How to obtain a particular solution for this linear ODE? $$y'' + 2y' - 8y = 2e^{-2x} - e^{-x}.$$
I am still struggling with this kind of equations, and we didn't see an example in class like this. How would i use the annihilator method? I already got homogeneous solutions, but i cant seem to get and idea to obtain a particular solution.
On
Hint:
You can handle both terms separately (by the superposition principle).
Then for the first term, try a solution of the form $e^{-2x}$. You have
$$(e^{-2x})''+2(e^{-2x})'-8e^{-2x}=-8e^{-2x}$$ which is what you need, to a multiplicative coefficient.
You should be able to continue.
On
With annihilator method $$y'' + 2y' - 8y = 2e^{-2x} - e^{-x}.$$ $$(D^2 + 2D - 8)y = 2e^{-2x} - e^{-x}.$$ $$(D^2 + 2D - 8)(D+2)y = - e^{-x}.$$ $$(D^2 + 2D - 8)(D+2)(D+1)y =0$$ Since $(D^2 + 2D - 8)=(D-2)(D+4)$ $$(D-2)(D+4))(D+2)(D+1)y =0$$ $$ \implies y=\color{blue}{y_h}+y_p$$ $$\implies y(x)= \color{blue}{c_1e^{2x}+c_2e^{-4x}}+\underbrace{c_3e^{-2x}+c_4e^{-x}}_{\text {particular solution }y_p}$$ Plug $y_p$ in the equation to get $c_3$ and $c_4$
Hint.
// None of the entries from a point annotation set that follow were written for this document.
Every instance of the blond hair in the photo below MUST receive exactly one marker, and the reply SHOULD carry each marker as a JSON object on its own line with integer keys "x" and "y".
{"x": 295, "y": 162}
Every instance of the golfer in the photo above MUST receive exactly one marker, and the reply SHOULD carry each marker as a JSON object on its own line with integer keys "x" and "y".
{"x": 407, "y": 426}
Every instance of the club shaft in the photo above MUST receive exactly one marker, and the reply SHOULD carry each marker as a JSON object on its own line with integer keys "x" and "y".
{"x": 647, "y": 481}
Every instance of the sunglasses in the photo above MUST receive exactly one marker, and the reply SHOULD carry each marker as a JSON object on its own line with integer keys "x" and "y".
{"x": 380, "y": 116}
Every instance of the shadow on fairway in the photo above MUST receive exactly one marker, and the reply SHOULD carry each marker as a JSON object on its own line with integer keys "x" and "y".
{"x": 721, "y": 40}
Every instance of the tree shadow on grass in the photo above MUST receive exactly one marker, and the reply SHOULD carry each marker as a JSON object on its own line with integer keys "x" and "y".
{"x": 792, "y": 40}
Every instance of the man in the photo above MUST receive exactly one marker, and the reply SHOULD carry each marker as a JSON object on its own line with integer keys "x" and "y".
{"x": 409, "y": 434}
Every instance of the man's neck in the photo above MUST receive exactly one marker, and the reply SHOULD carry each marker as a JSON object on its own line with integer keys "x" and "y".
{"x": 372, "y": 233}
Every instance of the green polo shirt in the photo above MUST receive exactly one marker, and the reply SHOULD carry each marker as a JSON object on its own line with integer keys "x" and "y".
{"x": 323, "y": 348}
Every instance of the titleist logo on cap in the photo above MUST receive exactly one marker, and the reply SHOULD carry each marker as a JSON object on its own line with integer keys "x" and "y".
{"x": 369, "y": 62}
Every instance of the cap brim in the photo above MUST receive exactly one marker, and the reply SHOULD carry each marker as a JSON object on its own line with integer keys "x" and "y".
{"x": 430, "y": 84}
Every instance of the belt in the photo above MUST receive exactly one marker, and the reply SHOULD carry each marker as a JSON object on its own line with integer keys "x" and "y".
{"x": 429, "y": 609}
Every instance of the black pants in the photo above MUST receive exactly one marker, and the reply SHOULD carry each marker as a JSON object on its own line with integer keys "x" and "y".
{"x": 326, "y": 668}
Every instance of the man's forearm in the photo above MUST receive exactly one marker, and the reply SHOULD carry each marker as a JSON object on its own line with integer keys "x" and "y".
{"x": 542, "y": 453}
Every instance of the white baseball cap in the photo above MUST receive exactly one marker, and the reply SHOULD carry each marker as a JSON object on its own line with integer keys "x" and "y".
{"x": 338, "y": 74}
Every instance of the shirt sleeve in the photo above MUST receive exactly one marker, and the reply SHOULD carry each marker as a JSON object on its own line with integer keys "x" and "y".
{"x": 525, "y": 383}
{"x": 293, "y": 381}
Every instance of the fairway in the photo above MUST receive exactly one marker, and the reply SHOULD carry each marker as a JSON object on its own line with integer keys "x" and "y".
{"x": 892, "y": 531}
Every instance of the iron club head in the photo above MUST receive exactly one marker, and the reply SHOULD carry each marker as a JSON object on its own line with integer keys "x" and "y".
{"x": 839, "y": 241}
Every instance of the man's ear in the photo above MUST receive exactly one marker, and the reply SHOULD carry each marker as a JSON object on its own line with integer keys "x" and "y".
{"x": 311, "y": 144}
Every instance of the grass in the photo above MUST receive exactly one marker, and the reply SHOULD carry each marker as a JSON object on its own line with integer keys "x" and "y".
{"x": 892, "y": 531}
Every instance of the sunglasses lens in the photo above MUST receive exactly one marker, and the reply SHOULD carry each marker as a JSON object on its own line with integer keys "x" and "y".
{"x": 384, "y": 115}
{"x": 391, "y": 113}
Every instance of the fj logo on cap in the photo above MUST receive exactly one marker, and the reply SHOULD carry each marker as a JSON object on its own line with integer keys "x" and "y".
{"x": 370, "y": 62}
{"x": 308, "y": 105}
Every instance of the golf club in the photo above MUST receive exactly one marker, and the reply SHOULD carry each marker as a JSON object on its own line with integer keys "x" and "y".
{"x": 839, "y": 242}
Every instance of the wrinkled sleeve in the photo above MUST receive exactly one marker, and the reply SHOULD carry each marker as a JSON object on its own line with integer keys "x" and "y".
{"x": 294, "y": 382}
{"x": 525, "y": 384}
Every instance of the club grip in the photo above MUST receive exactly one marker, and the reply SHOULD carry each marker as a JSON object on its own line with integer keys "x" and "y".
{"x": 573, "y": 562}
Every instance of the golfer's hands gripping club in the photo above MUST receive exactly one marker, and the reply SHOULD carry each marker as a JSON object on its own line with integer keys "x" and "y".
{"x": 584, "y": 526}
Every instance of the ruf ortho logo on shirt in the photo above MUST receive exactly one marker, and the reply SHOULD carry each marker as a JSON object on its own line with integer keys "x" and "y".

Find a particular solution $y_1$ and $y_2$ for each of these differential equations: $$1)\;\; y'' + 2y' - 8y = e^{-2x}\qquad,\qquad 2)\;\; y'' + 2y' - 8y = e^{-x}.$$ Then, by linearity, $2y_1-y_2$ is a particular solution of the given differential equation.
Since the characteristic polynomial is $z^2+2z-8=(z+4)(z-2)$, it follows that $y_1(x)=Ae^{-2x}$ and $y_2(x)=Be^{-x}$ where $A$ and $B$ are real constants to be found.